Our team took a first cut at what these rules might be. The most difficult thing to keep in mind during the process was the "nonlinear" relationship between the rules that the Agents (or Knodes, as we refer to Knowledge Nodes in our network) would follow, and the resulting emergent properties of the network, or enterprise as a whole. For example, if diversity is an emergent feature we wish to foster, it's tempting to build diversity into the behavior of individual Knodes. It's much more difficult to try to think through what types of individual behavior might result in collective diversity.

We had no opportunity, due to time and systems constraints, to devise a means of testing our hypothesis, either in silico, in vitro or in vivo. For this work to gain more value, its premises should be subjected to further scrutiny, simulation and testing.

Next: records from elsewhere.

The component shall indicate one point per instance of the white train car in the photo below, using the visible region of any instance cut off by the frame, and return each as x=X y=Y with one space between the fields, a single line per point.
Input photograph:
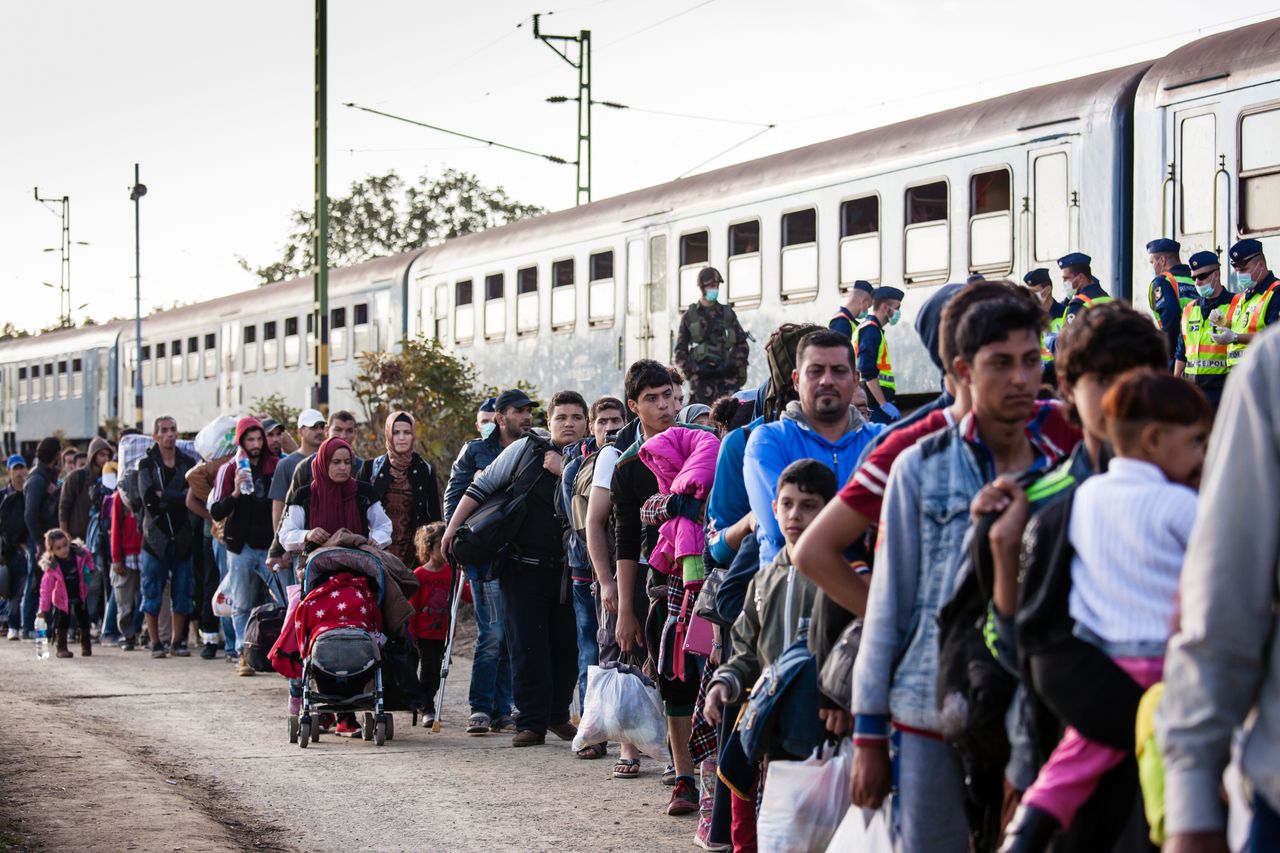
x=997 y=187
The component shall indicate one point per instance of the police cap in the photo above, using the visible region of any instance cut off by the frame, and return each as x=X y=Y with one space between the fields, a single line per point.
x=1037 y=278
x=1164 y=246
x=1244 y=250
x=1202 y=263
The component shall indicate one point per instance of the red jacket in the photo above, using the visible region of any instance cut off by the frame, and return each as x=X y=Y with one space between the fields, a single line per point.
x=432 y=603
x=126 y=537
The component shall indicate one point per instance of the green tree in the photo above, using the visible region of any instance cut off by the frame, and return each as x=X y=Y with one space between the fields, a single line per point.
x=384 y=215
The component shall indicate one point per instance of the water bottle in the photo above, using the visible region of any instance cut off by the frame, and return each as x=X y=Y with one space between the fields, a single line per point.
x=41 y=638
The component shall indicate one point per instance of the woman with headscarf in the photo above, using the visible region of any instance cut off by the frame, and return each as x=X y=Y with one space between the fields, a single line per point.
x=333 y=501
x=405 y=484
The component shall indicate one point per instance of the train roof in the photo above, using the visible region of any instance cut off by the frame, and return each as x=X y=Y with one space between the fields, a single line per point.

The Emergent Behavior We Seek
We imagine that a healthy, emergent ValueWeb™ enterprise will exhibit, among others, these properties:

  • Diversity of Knodes and products
  • Ability of Knodes to cycle between being producers, customers, and investors within the web
  • Knodes will find themselves being cross-utilized in the web across a wide range of projects and product lines
  • The web as a whole tells its own story; speaks for itself; and every Knode can learn this story, or song
  • The web generates wealth
  • The web is self-correcting
  • The web is anticipatory
  • The web is sustainable (these last three properties come from the Appropriate Response model)
  • The web develops structure around certain interactive group sizes:
    • The "Active, Passionate Flock" or cell, (7±2)
    • The "DesignShop Flock", (50±25)
    • The "Mother Flock", (125-300) (Above this level, competition for resources tends to stress the local environment, creating a natural splitting and division of the flock into smaller groups)

A First Cut at the Rules
These are the things that each Knode decides for itself:

  • What the "local neighborhood" is (a collection of investors, producers, consumers of some interactive group size. Each Knode may have several overlapping or non-overlapping neighborhoods to which it belongs).
  • What to value--a personal definition of "wealth".
  • It's current "state": skills, values, blocks, activity, anticipation.

These are the rules that each Knode follows:

  1. If another Knode does something you value, emulate it.
  2. Send regular "here's my current state" messages--communicate your current state to your neighborhood.
  3. Hunt for and discover resources and opportunities.
    1. Once discovered, communicate these as a part of your current state message.
  4. Look outward to identify new ideas, toys, tools and techniques.
    1. Once identified, communicate these as a part of your current state message.
  5. Tell the story of the purpose of the web to new Knodes you run into (which may or may not be a part of the current web/flock that you belong to).
  6. Family and immediate neighborhood come first.
  7. Critical mass:
    1. If the neighborhood flock is too small for critical mass, join another one.
    2. If the neighborhood flock is too large and noisy, split off.
  8. Align with and converge upon the currently highest wealth-generating opportunity (from your value vantage point) that you are aware of, based on current state messages you receive from other Knodes.
  9. Always ship a product from your experiences to your local neighborhood. A product is actually a specific subset of a current state message.
  10. Reply to current state messages you think are valuable, even if it's just to say, "thanks, that was valuable." DON'T respond to current state messages which you think are not valuable.